Print quality of flexographic printed paperboard related to coating composition and structure

Abstract

Ink transfer and setting influence the achievable print quality and visual appearance. The pressure in the printing nip and the porosity of the substrate regulate the amount of ink that penetrates into a porous coating structure. The purpose of this study was to understand how print quality aspects could be related to ink penetration of water-based flexographic ink into coatings of differently engineered structures: calcium carbonate (GCC) of various particle size distribution (PSD), coatings with different amounts of latex binder, and coatings with various blends of GCC and kaolin. Calcium carbonate with broad pigment PSD resulted in a lower print density compared to coatings of narrowly distributed particle sizes. Coatings of larger pore volume and greater dominating pore radius showed a higher amount of z-directional ink penetration. A high ratio of uncovered areas (UCA) could be detected for samples with high amount of latex. However, increased printing force eliminated these artefacts.

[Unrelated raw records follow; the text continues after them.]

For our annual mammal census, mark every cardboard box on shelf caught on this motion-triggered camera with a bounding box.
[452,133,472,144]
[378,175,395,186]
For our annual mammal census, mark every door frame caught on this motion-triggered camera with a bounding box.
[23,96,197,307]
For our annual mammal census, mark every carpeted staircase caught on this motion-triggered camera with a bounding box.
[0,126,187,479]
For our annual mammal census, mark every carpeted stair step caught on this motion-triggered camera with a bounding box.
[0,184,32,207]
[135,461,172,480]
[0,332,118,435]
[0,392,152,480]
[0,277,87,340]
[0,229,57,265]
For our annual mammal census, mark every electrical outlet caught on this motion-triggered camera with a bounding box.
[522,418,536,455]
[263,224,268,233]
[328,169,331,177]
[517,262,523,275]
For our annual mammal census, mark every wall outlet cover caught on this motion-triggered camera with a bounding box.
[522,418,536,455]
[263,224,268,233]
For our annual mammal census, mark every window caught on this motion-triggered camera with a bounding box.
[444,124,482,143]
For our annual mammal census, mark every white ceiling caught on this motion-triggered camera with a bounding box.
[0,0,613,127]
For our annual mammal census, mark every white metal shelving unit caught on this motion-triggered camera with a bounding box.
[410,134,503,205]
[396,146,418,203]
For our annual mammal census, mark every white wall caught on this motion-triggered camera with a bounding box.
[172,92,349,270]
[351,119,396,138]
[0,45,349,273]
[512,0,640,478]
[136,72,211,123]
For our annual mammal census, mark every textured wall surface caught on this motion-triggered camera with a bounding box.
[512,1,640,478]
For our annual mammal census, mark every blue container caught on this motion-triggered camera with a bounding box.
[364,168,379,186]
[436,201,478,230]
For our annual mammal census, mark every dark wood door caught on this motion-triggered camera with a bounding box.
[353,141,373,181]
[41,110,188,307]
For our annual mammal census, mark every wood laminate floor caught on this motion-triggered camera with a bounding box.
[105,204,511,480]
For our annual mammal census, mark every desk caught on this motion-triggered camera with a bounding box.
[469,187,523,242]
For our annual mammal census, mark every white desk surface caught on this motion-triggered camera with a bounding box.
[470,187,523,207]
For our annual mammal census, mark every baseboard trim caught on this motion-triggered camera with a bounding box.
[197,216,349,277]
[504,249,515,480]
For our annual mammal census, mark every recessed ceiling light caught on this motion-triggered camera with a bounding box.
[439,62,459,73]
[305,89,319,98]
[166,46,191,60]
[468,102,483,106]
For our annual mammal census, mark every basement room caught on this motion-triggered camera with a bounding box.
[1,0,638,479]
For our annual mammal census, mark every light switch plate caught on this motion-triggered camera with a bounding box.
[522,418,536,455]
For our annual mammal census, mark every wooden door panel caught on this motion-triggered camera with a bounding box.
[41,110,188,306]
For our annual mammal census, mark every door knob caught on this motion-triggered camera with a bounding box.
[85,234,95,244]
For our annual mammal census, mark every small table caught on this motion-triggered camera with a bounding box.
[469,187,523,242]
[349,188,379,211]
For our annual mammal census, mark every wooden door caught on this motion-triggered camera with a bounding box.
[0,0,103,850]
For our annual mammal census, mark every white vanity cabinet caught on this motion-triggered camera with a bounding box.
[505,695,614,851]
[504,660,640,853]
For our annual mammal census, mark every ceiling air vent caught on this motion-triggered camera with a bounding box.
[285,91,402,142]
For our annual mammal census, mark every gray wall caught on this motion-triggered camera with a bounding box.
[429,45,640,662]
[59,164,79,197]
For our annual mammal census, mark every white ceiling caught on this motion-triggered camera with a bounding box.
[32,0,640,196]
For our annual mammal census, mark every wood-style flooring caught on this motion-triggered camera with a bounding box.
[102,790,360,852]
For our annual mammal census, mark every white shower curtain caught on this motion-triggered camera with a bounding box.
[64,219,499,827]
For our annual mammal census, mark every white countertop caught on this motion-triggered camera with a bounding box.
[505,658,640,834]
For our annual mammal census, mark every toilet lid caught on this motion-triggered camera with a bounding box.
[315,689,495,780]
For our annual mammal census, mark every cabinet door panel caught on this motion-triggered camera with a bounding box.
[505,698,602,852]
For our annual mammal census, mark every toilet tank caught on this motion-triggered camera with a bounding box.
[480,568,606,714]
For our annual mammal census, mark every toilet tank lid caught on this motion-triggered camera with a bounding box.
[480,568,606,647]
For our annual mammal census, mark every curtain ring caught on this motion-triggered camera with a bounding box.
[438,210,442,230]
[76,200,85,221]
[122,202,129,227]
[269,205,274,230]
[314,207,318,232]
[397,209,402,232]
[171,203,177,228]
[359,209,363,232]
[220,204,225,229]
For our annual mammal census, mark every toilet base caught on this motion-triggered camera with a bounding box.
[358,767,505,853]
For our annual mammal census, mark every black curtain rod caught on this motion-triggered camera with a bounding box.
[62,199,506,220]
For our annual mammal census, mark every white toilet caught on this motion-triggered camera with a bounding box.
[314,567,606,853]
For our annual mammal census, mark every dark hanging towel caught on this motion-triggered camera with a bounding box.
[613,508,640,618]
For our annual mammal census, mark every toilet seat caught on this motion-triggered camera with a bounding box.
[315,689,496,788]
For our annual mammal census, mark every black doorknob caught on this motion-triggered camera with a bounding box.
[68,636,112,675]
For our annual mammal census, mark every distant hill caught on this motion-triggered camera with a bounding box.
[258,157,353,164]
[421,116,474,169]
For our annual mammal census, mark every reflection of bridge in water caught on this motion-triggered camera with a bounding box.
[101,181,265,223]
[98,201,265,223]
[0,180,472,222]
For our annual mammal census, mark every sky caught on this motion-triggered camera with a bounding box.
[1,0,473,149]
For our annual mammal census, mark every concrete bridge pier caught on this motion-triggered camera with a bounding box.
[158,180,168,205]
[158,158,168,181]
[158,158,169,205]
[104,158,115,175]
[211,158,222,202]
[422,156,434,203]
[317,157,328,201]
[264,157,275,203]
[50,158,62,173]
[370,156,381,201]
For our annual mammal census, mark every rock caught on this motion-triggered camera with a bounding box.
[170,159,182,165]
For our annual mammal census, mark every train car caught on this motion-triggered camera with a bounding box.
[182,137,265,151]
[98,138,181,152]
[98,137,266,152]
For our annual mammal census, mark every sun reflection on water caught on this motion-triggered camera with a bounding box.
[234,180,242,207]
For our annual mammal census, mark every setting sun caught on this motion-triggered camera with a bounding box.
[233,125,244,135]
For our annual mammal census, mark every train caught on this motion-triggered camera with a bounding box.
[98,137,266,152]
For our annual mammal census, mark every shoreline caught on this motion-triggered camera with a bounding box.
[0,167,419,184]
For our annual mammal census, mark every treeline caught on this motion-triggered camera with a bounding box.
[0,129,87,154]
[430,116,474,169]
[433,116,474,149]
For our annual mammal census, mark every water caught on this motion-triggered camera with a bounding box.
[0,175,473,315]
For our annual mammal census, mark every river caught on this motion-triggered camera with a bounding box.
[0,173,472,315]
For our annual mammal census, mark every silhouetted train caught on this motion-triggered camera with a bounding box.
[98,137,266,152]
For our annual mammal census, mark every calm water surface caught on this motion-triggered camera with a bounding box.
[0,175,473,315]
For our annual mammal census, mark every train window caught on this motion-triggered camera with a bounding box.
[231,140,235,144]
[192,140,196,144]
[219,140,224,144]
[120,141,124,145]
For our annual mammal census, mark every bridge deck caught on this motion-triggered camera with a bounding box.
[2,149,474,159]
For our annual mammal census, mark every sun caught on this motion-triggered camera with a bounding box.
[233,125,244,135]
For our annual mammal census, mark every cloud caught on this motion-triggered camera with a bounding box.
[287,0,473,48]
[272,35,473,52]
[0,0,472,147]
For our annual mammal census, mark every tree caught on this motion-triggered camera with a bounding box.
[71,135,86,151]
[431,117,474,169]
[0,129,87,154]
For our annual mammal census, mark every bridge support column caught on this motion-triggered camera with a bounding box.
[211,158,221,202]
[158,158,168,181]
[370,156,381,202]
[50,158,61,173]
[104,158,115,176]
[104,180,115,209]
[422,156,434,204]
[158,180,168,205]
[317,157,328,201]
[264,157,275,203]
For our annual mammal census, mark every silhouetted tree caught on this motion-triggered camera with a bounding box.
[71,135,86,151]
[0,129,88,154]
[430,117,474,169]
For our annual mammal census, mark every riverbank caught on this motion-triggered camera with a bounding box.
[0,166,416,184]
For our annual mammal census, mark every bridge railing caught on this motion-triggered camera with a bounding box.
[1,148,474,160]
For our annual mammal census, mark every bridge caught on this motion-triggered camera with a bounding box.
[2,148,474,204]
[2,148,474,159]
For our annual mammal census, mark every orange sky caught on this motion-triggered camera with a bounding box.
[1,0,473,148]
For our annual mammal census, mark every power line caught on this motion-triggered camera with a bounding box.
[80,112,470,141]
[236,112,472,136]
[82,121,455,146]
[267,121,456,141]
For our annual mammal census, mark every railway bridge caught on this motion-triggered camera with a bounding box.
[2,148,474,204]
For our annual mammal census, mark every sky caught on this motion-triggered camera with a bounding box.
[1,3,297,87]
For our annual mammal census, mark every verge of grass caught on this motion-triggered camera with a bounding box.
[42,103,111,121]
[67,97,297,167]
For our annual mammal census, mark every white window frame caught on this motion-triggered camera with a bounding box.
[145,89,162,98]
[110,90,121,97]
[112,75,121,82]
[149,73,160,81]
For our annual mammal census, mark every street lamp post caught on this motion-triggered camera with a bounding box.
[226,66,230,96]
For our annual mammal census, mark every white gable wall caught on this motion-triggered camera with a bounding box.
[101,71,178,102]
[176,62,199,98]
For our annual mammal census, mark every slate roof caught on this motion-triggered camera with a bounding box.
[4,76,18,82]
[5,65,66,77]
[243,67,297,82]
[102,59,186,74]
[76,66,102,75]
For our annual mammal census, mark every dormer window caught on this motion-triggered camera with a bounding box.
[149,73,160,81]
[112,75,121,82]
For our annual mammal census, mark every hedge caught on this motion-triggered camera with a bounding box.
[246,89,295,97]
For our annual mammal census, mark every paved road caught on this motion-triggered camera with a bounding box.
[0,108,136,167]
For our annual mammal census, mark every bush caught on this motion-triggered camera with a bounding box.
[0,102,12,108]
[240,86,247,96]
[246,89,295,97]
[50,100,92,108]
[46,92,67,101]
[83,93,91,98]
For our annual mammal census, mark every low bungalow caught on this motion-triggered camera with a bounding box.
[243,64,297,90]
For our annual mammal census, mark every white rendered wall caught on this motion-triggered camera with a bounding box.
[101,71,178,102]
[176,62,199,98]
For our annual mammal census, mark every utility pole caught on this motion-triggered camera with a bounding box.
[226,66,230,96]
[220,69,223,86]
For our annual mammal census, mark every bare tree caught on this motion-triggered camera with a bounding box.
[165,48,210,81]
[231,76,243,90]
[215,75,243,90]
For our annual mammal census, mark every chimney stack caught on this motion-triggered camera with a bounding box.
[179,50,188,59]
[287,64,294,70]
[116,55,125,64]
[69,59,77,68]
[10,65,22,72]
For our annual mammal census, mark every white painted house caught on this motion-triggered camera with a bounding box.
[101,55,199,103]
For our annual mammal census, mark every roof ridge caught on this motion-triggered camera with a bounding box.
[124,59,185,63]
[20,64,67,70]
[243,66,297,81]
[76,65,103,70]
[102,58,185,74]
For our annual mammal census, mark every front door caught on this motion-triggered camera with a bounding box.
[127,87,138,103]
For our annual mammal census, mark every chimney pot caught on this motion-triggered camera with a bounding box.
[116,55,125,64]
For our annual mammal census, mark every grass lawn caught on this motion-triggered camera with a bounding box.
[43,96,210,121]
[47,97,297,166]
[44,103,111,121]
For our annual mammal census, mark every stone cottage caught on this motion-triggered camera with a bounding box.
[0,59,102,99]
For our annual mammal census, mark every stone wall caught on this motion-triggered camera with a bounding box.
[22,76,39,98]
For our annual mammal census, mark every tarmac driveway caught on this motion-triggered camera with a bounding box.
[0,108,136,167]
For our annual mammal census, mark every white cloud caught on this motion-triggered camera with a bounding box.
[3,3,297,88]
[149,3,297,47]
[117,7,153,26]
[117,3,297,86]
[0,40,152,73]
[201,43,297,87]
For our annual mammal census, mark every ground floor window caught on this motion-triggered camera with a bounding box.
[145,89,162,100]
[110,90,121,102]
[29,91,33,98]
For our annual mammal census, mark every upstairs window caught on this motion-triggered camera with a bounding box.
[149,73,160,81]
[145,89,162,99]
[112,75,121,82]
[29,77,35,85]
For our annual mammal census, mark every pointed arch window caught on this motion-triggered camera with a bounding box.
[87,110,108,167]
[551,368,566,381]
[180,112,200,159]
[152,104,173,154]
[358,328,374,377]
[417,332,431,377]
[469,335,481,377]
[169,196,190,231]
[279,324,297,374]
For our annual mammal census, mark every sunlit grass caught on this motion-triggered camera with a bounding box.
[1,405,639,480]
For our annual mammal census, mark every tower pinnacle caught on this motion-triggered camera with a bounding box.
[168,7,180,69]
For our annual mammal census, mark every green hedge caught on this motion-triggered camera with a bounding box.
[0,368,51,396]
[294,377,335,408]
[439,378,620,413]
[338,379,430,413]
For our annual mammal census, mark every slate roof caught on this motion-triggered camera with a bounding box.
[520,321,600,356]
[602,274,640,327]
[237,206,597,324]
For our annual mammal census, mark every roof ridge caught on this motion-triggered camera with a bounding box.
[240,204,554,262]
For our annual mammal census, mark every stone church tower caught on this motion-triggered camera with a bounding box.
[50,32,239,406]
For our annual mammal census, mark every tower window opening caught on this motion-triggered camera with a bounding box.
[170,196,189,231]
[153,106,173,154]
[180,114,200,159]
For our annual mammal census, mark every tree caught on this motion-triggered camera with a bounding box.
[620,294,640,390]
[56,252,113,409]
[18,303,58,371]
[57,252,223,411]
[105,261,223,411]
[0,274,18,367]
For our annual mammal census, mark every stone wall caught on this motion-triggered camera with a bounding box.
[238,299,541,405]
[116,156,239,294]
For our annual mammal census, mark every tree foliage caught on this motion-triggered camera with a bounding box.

Increased printing force increased the print density to a higher degree than did a reduced ink viscosity for coatings with pure GCC. For coating layers containing both GCC and kaolin clay, decreased ink viscosity had a stronger impact on the print density than increased printing force. Print density was also affected by ink penetration, suggesting that the optical response is sensitive to the ink-substrate interaction layer. The result presented in this work also suggests that the print gloss decreases with increased amount of penetrated ink due to a higher rate of ink vehicle removal.